Ducart's involvement with the collieries in Tyrone began c.1765. In 1767 a quarter-mile (400 m) stretch of canal designed by Ducart was completed at a cost of £4,000. The linking of the collieries at Coalisland and Drumglass was one of the most ambitious and costly industrial projects undertaken in Ireland at the time, and it was not until 1777 that the communications (including a handsome aqueduct near Newmills) were completed. Ducart was the first engineer working in England or Ireland to have designed a system of inclined planes (rather than locks) on his canals.
His first documented building is the Custom House in Limerick, begun in 1765 and finished c.1769 at a cost of £8,000. In c.1769 he designed the street layout for Newtown Pery, the proposed development by Edmond Sexten Pery (qv) adjacent to the old city of Limerick. Ducart's grid plan was utilised by other architects when the town finally took shape in the early nineteenth century. Pery, a wealthy landowner and influential parliamentarian, was perhaps responsible for getting Ducart established in Ireland. While the Custom House was under way, Ducart was asked in 1765 to design the mayoralty house in Cork. Work began in 1766 and it was agreed that Ducart would receive 5 per cent of the estimated cost (£2,000). There were serious delays and the building was not completed until 1773. The civic officials criticised Ducart for his lack of attendance.
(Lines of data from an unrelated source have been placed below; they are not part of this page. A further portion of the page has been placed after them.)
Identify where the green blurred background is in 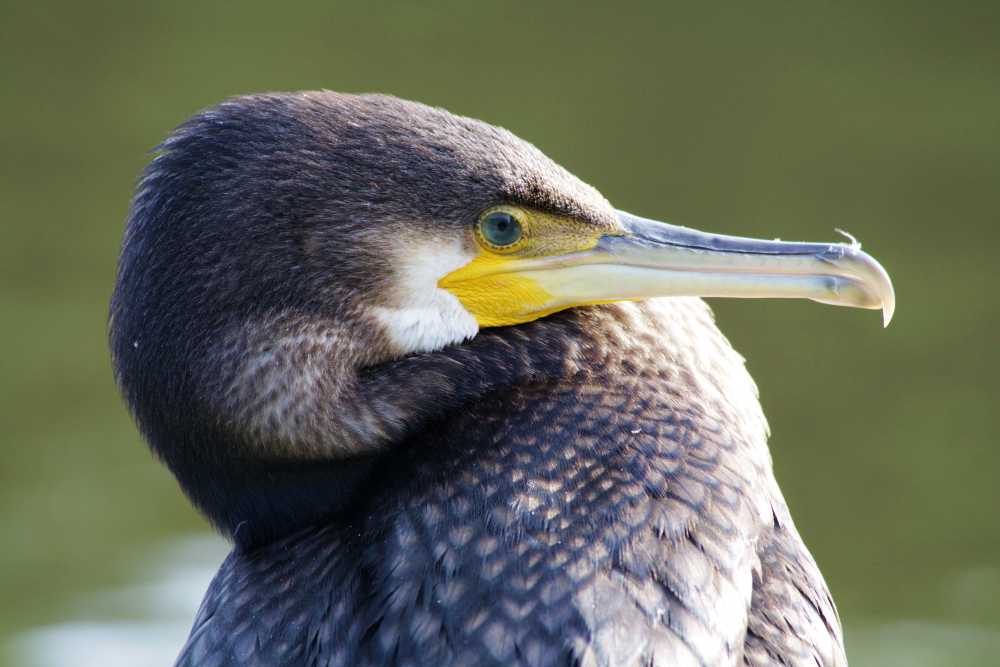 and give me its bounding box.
[0,1,1000,665]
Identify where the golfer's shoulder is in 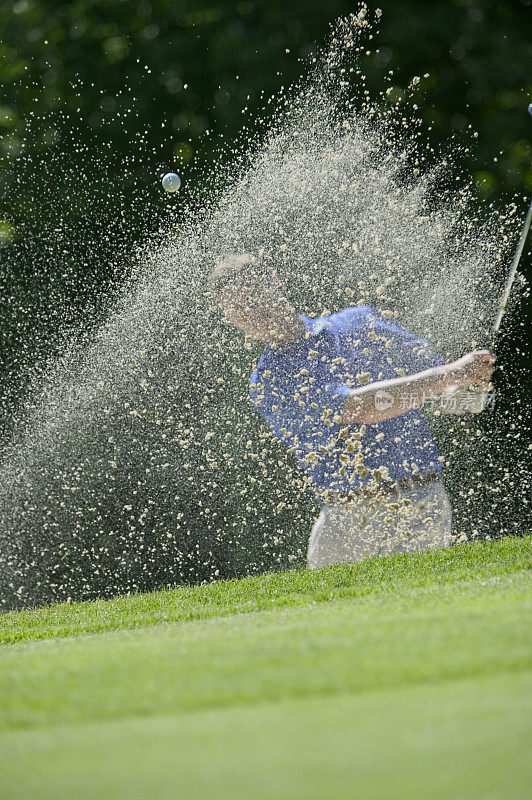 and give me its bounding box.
[327,306,379,334]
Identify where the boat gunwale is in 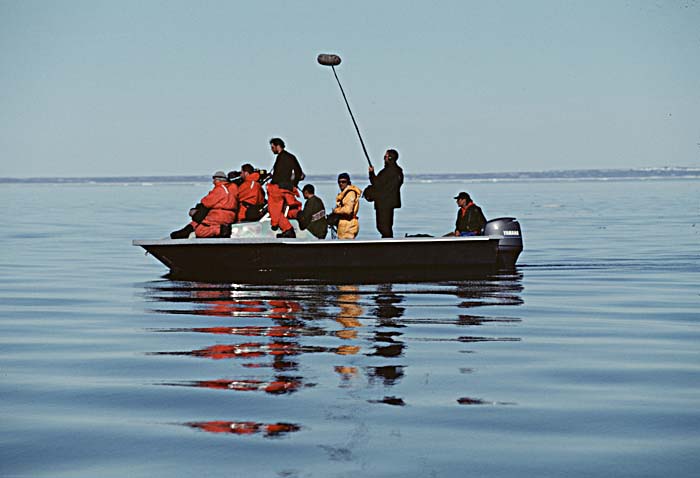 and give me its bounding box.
[132,236,502,247]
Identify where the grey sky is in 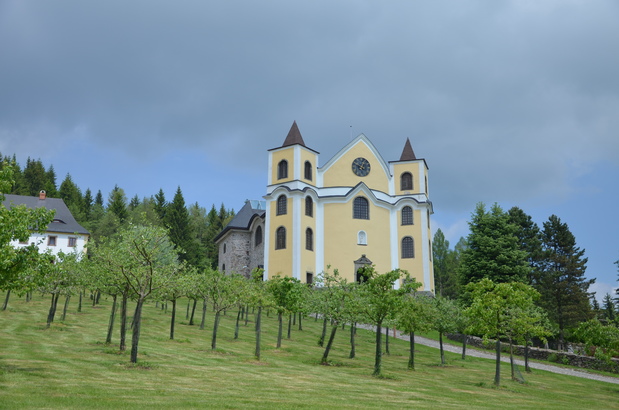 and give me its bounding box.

From 1766 to 1770 he was busy working on a number of country houses in the locale, including Kilshannig and Coole Abbey and quite possibly the Island, Castle Hyde, Tivoli, and Dunkettle, all in Co. Cork. His most impressive surviving house is Castletown Cox, Co. Kilkenny, the seat of Michael Cox (qv), archbishop of Cashel (begun c.1767). His last documented house is Brockley Park, Queen's County (Laois) (finished 1768). In Co. Tyrone he designed an artificial lake and a bridge on the Lissan demesne (owned by his employer Thomas Staples) and probably added the wings and pavilions c.1770 to Florence Court.
Ducart became the leading country-house architect in Ireland after the death of Richard Castle (1751). He employed his own idiosyncratic Palladian–Italian baroque style, uninfluenced by the latest neo-classical currents. The basic layout of his houses is strictly neo-Palladian; the Custom House in Limerick and Castletown Cox, for instance (which consist of a central block and two wings), are like the farm complexes designed by Andrea Palladio. This form of Palladianism became less popular in Ireland after the 1750s, and Ducart (who used this style as late as 1770) has been described as the ‘last Palladian in Ireland’. Ducart's buildings were decorated with Italian baroque details that were more in keeping with buildings designed by Vanbrugh and Hawksmoor half a century earlier.
It is not known if Ducart married. He died in Ireland c.1785 and his will was proved on 29 March 1786. A photographic record of buildings attributed to Ducart is in the Irish Architectural Archive, Dublin.